Wie gern wäre sie in die Zeit zurückgekehrt, in der Constantine noch ihre große Liebe gewesen war und sie geglaubt hatte, dass auch er sie lieben würde. In die Zeit, in der sie beide in ihren Gedanken, Gefühlen und Handlungen völlig eins gewesen waren. Und vor dem fatalen Augenblick, an dem Paulas Lügen und ihre eigenen Ängste sie auseinandergerissen und eine Kluft zwischen ihnen geschaffen hatten, die keine Brücke mehr zu verbinden vermochte.

„Wenn wir uns an das Motto der Party halten, dann zehn Jahre. Allerdings muss ich gestehen, ich kann mir nicht vorstellen, wie du mit vierzehn ausgesehen hast.“

Der Anflug eines Lächelns auf Constantines Lippen traf Grace ins Mark. Sie konnte ein sehnsüchtiges Seufzen nicht unterdrücken, bereute es allerdings sofort, als Constantine sie abschätzend anblickte.

„Was hältst du davon, wenn wir uns auf fünf Jahre einigen? Vor fünf Jahren kannten wir uns noch nicht.“

Der kurze Hoffnungsschimmer, den Grace verspürt hatte, erlosch so schnell, wie er aufgeflackert war. Es war nur allzu klar, dass Constantine mit seinem Vorschlag etwas ganz anderes im Sinn gehabt hatte.

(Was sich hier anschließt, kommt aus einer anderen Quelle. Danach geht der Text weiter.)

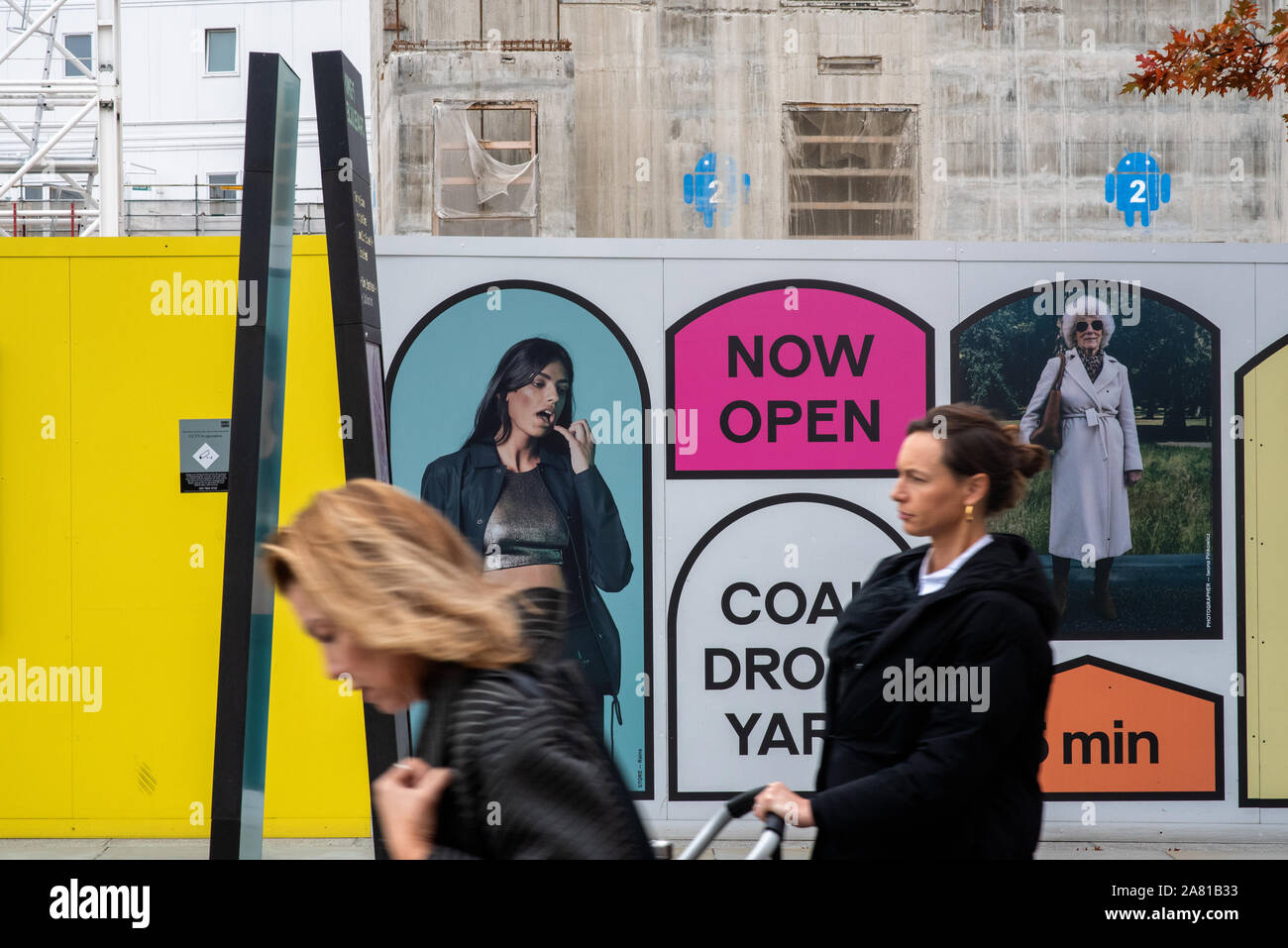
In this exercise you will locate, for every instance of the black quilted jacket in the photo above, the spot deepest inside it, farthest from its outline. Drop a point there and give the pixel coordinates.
(532, 781)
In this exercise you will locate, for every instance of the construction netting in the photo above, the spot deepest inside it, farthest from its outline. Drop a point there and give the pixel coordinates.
(485, 163)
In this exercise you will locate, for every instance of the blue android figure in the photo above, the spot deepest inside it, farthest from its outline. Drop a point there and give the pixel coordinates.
(708, 191)
(1138, 187)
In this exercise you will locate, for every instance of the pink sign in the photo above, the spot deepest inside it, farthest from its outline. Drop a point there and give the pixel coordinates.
(797, 378)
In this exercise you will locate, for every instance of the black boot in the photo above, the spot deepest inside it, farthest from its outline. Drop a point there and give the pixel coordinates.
(1060, 581)
(1104, 603)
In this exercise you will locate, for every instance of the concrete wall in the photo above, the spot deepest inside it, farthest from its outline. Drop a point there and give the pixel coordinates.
(1018, 111)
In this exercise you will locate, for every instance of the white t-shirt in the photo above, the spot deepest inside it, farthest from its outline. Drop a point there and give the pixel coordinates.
(932, 582)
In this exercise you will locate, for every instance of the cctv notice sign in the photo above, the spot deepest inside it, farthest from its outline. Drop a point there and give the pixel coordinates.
(747, 631)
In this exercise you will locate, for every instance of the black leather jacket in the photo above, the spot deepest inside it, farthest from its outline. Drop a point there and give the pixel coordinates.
(532, 781)
(465, 485)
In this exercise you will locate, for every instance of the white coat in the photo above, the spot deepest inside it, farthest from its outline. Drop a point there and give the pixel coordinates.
(1089, 492)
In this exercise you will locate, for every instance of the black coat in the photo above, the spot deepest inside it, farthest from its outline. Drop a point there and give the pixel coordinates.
(935, 779)
(532, 781)
(465, 485)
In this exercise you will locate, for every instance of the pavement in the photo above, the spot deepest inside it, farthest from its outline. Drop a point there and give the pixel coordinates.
(1274, 848)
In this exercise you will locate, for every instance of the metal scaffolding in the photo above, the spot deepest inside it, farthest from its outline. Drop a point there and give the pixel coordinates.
(27, 146)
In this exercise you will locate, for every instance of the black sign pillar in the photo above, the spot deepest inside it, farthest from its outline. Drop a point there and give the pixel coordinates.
(351, 252)
(254, 456)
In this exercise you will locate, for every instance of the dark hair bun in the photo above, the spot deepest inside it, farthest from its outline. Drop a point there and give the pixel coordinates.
(975, 442)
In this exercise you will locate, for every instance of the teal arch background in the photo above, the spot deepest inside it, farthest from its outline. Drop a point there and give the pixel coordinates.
(438, 381)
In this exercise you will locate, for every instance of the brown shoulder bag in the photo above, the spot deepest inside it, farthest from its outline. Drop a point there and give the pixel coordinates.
(1048, 433)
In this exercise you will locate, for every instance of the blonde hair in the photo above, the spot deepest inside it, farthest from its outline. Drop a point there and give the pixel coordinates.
(397, 576)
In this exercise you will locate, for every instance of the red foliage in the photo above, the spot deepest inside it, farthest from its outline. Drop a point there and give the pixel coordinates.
(1236, 54)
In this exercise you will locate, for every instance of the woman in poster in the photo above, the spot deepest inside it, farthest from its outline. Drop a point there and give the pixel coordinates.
(526, 492)
(394, 597)
(1099, 458)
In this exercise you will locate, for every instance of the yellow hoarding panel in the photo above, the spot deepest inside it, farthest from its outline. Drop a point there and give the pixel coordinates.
(1265, 545)
(110, 570)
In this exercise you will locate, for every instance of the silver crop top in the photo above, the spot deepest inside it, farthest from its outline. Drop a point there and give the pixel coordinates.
(526, 527)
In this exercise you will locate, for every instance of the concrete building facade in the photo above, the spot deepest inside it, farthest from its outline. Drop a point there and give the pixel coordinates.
(849, 119)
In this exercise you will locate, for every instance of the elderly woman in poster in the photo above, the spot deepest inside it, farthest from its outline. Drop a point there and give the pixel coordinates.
(1099, 456)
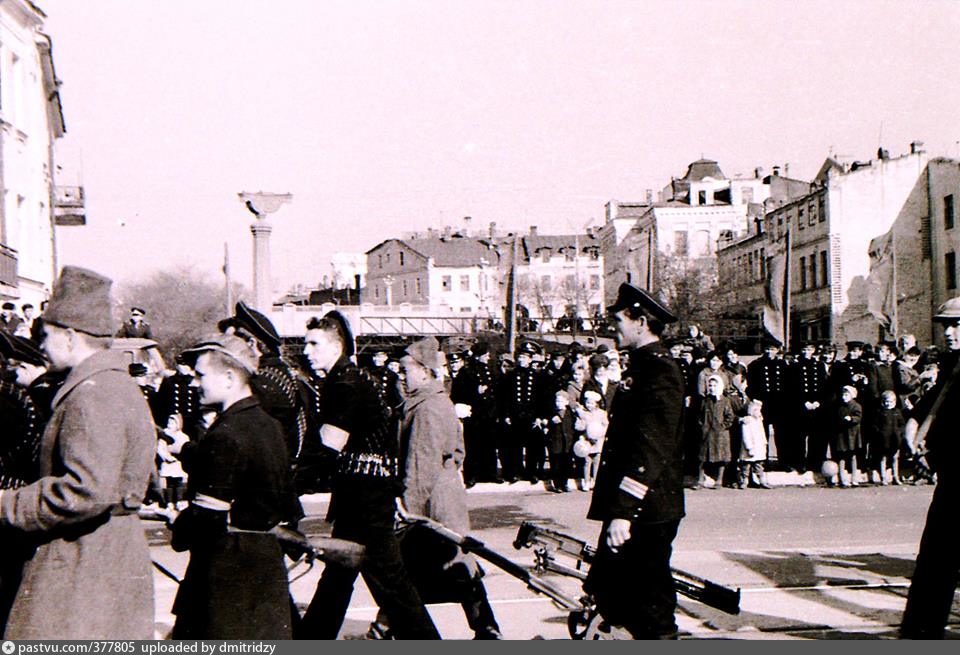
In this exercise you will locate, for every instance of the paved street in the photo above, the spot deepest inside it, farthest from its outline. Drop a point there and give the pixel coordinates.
(811, 562)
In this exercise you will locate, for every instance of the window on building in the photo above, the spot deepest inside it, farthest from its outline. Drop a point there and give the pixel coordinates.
(701, 243)
(681, 243)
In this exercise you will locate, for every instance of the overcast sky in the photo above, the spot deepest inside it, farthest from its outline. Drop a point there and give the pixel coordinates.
(384, 117)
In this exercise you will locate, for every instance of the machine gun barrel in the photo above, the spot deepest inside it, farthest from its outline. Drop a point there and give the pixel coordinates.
(548, 542)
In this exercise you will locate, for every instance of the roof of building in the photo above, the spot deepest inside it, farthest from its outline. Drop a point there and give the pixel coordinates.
(558, 243)
(704, 168)
(454, 251)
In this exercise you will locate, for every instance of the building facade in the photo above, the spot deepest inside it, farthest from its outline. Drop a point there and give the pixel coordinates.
(850, 206)
(31, 120)
(450, 273)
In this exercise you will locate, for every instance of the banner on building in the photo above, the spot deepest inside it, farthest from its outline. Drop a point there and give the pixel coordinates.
(882, 282)
(775, 289)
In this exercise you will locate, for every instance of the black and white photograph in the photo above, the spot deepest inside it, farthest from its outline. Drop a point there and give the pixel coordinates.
(478, 320)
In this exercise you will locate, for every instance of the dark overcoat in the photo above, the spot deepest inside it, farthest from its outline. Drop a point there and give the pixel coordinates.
(641, 467)
(236, 585)
(91, 576)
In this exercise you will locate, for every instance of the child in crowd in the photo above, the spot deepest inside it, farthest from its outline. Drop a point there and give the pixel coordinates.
(753, 447)
(717, 416)
(560, 438)
(846, 438)
(887, 434)
(591, 424)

Die Uhr zurückstellen. Nur zu gern hätte sie die Gelegenheit genutzt und wäre wieder zum Beginn ihrer Freundschaft zurückgekehrt, zu der Zeit, als ihre Liebe noch neu, unwiderstehlich und wunderbar gewesen war. Aber das hatte Constantine nicht gemeint. Er wollte, dass sie sich wie völlig Fremde verhielten.

„In Ordnung“, brachte Grace mühsam heraus. „Ich denke, das lässt sich machen.“

Mit ernster Miene streckte sie die Hand aus und hoffte, dass kein Zittern sie verriet.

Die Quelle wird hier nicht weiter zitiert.